Mark Zuckerberg, chief executive officer and founder of Facebook Inc. attends the Viva Tech start-up and technology gathering at Parc des Expositions Porte de Versailles on May 24, 2018 in Paris, France.
Christophe Morin/IP3 | Getty Images News | Getty Images
A state-led antitrust probe of Big Tech firms could come as soon as next month, The Wall Street Journal reported, citing sources familiar with the situation.
The investigation would put additional pressure on large technology companies that are already facing scrutiny on the federal level. The U.S. Department of Justice announced plans in July to open its own broad antitrust review of Big Tech, though it did not name the companies on which it would focus. The state-led effort could “dovetail” with that of the Justice Department, according to the Journal.
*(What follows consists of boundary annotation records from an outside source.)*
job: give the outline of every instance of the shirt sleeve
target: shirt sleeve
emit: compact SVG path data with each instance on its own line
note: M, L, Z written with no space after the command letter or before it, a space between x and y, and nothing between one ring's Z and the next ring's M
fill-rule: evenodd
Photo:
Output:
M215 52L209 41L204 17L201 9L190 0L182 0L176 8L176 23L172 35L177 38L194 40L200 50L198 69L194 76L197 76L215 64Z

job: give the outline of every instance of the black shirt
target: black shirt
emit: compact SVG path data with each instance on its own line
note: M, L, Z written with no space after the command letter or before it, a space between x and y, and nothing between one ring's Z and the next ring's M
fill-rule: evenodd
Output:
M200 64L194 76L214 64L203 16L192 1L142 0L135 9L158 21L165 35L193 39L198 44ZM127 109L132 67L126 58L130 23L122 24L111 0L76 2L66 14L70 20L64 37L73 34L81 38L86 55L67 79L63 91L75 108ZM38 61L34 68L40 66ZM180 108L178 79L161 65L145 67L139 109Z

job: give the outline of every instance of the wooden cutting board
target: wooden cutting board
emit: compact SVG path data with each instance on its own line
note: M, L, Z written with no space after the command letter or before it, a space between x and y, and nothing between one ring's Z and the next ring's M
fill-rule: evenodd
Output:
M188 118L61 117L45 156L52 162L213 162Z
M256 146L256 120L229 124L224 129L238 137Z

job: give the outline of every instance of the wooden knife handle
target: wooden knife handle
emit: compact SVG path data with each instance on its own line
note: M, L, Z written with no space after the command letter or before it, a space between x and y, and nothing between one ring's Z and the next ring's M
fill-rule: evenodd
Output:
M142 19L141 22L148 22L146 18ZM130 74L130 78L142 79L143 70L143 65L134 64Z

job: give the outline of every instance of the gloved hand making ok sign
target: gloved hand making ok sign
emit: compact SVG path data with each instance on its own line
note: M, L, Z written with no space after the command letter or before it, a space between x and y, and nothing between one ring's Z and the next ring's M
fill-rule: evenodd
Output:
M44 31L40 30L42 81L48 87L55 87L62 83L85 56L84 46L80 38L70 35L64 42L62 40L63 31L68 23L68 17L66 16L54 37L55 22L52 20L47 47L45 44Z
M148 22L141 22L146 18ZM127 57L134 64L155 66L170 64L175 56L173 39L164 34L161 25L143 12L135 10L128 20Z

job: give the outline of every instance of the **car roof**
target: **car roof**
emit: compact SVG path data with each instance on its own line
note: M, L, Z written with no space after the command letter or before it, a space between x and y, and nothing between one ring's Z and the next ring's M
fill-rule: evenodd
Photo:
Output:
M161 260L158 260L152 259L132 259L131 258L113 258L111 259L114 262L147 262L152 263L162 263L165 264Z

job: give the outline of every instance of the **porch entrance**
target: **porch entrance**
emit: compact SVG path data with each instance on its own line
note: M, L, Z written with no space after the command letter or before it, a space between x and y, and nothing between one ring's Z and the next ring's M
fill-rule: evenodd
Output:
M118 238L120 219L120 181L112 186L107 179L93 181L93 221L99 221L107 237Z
The DOJ did not immediately respond to CNBC’s request for comment.
News of the DOJ’s investigation came shortly after reports that the agency had divided oversight of four of the country’s largest tech firms with the Federal Trade Commission. Those companies reportedly included Facebook, Google, Apple and Amazon.
Amazon declined to comment. Representatives from Facebook, Google and Apple did not immediately return a request for comment.
Now, state attorneys general could target an unspecified group of large tech companies with civil investigative demands, similar to subpoenas, according to the Journal.
States had already begun to take matters into their own hands by calling for tougher oversight and enforcement by the DOJ and FTC. In June, attorneys general from 39 states along with the District of Columbia, Guam and Puerto Rico signed a letter to the FTC urging the agency to consider a broad range of factors in determining consumer harm.
In July, AGs from eight states, including New York, Texas, Arizona and Louisiana, met with U.S. Attorney General William Barr to discuss their antitrust concerns about Big Tech, according to Politico. It’s unclear how many states will participate with the joint probe, but one person familiar with the effort told the Journal as many as 20 state attorneys general could join.
Even as some probes begin to reach their conclusions, it’s clear lawmakers and government officials are not ready to stop scrutinizing the rise to power of large technology companies. Last month, on the day that the FTC announced its record $5 billion settlement with Facebook over the company’s privacy policies, Facebook disclosed the agency had launched a new antitrust investigation into its business.
Several lawmakers and regulators, including two of the FTC’s dissenting commissioners, criticized the Facebook ruling as weak. Given that the $5 billion fine represented about 9% of Facebook’s 2018 revenue, Rep. David Cicilline, D-R.I., chairman of the House antitrust subcommittee, called the settlement “a slap on the wrist.”
State attorneys general have played an important role in past antitrust rulings, including the case against Microsoft, which was brought by a coalition of states alongside the Justice Department. The case, which was focused on a single company rather than a broad group, resulted in some concessions from Microsoft to make its software more open to third-party developers.